As of 2017, Luo Nyanza counties of Siaya, Migori, Homabay and Kisumu were the biggest beneficiaries of cash transfers for the elderly, with the four units receiving a total Sh4.25 billion compared to Sh4.39 billion that was forked out to the five counties in Central Kenya, according to figures from President’s Delivery Unit.

There is no evidence from the portal that Central and Rift Valley have been ignored in as far as dams, irrigation projects, and other public works are concerned.

However, the data on the building of roads shows significant improvement from 2015 when more than 75 per cent of ongoing roads projects by the end of the year were in Rift Valley and Central Kenya.

Mt Kenya region, for example, had the longest stretch of road to be covered under the on-going Roads 2000 Programme in which the Government hopes to cover about 10,000 kilometres through a public-private partnership arrangement over the next three years.

The main objective of the programme is to improve rural roads and train small contractors in the routine maintenance of roads using labour-based methods.

Of the 724.2 kilometres of roads to be covered, Mt Kenya counties of Kirinyaga, Kiambu, Nyandarau, Murang’a, Nyeri, Meru, Laikipia, Embu and Tharaka Nithi took up a whopping 546 kilometres, about 75.2 per cent of the total roads to be covered.
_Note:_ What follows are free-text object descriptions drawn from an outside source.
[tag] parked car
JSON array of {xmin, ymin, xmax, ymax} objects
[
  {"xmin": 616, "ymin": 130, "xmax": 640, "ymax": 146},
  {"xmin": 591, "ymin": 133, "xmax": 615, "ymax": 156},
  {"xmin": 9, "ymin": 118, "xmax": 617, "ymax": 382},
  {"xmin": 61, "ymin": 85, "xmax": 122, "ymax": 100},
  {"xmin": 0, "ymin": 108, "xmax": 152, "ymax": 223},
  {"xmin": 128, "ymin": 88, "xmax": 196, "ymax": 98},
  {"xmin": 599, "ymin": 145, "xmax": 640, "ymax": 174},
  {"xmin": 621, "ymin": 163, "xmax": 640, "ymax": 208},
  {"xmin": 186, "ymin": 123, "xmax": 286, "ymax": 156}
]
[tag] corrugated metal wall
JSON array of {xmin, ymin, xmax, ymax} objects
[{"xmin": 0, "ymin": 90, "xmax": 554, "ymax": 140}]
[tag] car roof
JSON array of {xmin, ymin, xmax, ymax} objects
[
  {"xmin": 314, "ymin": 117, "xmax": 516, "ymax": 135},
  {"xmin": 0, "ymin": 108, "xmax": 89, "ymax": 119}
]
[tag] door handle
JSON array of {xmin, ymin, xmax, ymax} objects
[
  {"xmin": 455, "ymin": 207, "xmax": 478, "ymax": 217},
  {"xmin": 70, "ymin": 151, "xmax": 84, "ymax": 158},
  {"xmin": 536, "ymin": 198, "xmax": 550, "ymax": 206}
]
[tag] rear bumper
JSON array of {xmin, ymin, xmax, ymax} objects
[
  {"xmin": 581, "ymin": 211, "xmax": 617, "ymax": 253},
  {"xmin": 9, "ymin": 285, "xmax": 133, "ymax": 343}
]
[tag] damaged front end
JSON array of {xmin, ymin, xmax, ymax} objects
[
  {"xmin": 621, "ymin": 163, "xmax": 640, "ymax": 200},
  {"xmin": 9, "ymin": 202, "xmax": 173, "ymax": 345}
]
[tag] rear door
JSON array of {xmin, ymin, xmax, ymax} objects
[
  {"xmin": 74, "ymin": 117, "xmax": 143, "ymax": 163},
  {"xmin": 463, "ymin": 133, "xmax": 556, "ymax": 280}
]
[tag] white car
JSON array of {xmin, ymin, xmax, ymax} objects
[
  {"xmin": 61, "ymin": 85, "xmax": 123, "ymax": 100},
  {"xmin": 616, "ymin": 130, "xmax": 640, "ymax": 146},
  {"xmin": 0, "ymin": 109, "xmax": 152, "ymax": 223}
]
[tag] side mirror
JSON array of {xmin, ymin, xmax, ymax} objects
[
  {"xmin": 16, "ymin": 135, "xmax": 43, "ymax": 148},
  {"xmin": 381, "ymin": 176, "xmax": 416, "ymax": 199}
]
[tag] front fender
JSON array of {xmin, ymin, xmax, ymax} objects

A total of 15 counties were covered.

Back then, most of the projects in Mount Kenya region were at advanced stages by end of 2015, with the six counties - Kiambu, Murang’a, Nyandarua, Nyeri, Laikipia and Kirinyaga - averaging a completion rate of 80.4 per cent.

Received backlash

Kuria who had received a backlash from former and current political leaders for his utterances backtracked and claimed his remarks were not targeted at the President but still went ahead and apologised.

“I have nothing but utmost respect for President Kenyatta with whom I have worked for a long time towards making Kenya a great nation,” said the MP who spoke at Parliament buildings in Nairobi days later.